Stuffed Squid

INGREDIENTS

  • 500g Squid – 250g Prawns
  • 250g firm white fish fillets – ½ teaspoon salt, divided
  • 1 tomato, seeded and chopped – 1 small onion, quartered
  • ¼ teaspoon paprika – 3 tablespoons dry white wine
  • 1 slice white bread – 4 slices lemon to garnish

 

METHOD

  1. Preheat oven to 180 degrees. Clean squid, removing tentacles, spine and outer skin. Rinse well in cold water and let drain on kitchen roll
  2. Coarsely chop prawns. Flake fish fillets and combine with prawns, sprinkle with ¼ teaspoon salt.
  3. Blot squid with kitchen roll to remove any excess water.
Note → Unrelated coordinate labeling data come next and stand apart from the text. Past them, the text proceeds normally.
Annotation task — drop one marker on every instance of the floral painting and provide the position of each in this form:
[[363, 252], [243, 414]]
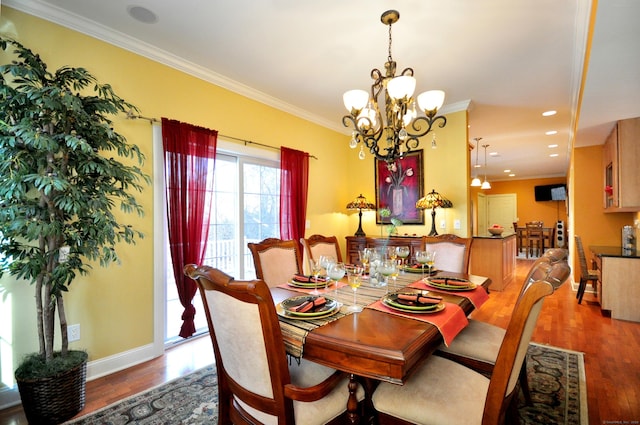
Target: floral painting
[[398, 186]]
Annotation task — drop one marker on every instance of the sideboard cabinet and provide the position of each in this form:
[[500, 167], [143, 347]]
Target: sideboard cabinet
[[358, 243], [621, 153]]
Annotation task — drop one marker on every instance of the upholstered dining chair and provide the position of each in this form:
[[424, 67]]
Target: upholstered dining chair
[[276, 260], [586, 275], [257, 384], [477, 345], [317, 245], [444, 392], [452, 252]]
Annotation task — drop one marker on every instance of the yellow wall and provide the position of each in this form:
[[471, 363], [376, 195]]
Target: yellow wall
[[528, 209], [115, 305]]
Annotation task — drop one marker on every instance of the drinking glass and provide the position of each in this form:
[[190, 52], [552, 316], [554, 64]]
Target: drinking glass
[[336, 272], [364, 258], [388, 268], [422, 257], [354, 277], [316, 268], [403, 252], [431, 259]]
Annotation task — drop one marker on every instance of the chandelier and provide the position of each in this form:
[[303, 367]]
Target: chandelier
[[390, 127]]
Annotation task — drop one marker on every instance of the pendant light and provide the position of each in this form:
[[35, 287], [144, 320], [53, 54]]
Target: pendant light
[[476, 180], [485, 183]]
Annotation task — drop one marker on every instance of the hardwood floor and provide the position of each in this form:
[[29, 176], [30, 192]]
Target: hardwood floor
[[611, 347]]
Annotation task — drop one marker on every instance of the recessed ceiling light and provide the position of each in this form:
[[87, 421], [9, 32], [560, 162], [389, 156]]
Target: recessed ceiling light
[[142, 14]]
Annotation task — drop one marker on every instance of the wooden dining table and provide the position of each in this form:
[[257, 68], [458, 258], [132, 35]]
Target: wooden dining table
[[373, 345]]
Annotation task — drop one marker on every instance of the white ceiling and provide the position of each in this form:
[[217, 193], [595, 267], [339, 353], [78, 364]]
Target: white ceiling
[[511, 60]]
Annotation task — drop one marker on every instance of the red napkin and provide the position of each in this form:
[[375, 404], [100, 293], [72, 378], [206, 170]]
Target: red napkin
[[449, 321], [308, 279], [477, 296]]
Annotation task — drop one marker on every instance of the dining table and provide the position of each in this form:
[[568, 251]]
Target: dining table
[[377, 344]]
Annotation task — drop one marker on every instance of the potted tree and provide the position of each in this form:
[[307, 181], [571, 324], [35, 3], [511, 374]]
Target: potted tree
[[60, 179]]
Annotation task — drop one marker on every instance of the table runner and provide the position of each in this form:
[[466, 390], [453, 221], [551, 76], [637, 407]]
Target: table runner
[[449, 321], [477, 296], [295, 331]]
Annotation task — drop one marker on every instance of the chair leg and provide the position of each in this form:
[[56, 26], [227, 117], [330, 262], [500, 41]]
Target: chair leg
[[524, 383], [581, 289]]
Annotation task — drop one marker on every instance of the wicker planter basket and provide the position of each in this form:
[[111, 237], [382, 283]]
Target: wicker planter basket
[[54, 400]]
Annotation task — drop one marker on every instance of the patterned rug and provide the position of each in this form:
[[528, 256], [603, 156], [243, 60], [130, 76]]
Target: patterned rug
[[556, 379]]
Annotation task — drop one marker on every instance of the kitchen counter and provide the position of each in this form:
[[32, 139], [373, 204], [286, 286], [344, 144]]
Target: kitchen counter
[[618, 288], [613, 251]]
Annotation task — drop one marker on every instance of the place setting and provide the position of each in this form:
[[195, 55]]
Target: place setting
[[306, 307]]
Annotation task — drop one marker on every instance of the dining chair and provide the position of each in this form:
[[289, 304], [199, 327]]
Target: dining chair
[[317, 245], [534, 238], [442, 391], [586, 275], [276, 260], [477, 345], [452, 252], [257, 384]]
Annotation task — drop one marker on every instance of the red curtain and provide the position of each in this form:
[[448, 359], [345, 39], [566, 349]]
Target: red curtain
[[189, 154], [294, 181]]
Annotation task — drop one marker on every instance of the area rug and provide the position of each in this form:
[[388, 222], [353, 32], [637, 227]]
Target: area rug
[[556, 379]]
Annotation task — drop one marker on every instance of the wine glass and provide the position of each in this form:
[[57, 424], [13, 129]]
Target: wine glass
[[431, 259], [364, 258], [403, 252], [422, 257], [336, 272], [316, 268], [354, 277], [388, 268]]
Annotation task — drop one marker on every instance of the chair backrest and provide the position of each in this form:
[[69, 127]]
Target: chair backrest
[[514, 346], [584, 269], [275, 260], [452, 252], [249, 350], [317, 245]]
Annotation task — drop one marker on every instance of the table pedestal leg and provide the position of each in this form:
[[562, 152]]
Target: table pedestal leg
[[352, 403]]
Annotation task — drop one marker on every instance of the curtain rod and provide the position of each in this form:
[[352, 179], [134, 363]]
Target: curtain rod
[[132, 116]]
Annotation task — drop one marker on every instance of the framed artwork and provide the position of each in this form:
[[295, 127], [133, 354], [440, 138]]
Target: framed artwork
[[398, 187]]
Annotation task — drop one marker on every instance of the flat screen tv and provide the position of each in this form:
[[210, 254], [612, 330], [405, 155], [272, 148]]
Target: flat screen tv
[[551, 192]]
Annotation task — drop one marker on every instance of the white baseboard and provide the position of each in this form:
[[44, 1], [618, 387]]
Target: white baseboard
[[98, 368]]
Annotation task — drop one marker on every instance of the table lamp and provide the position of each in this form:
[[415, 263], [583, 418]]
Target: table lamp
[[360, 203], [433, 200]]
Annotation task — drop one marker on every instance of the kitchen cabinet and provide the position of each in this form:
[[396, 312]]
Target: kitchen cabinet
[[621, 153]]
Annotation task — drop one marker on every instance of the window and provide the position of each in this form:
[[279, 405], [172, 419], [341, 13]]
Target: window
[[246, 208]]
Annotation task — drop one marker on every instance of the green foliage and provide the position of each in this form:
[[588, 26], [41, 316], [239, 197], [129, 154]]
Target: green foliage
[[61, 179], [34, 366]]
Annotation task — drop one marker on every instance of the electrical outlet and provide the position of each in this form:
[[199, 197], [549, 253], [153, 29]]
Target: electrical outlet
[[73, 332], [63, 255]]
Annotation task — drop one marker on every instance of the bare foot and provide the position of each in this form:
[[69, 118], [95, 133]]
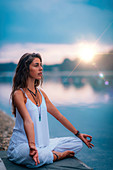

Use a small spoon to pack each squid with prawn mixture, leaving 2.5cm unfilled at bottom. Secure open end with a toothpick and place in glass baking dish. Repeat until filling is gone. Any extra squid, including the tentacles, can be cut into rings and scattered over the stuffed squid.
  4. Place tomato, onion, olive oil, the rest of the salt, paprika, wine and bread in a blender or food processor and puree. Pour mixture over stuffed squid.
  5. Cover dish with aluminium foil and bake in preheated oven for 1 hour. Remove foil and bake for another 30 minutes. Serve warm, garnished with lemon wedges.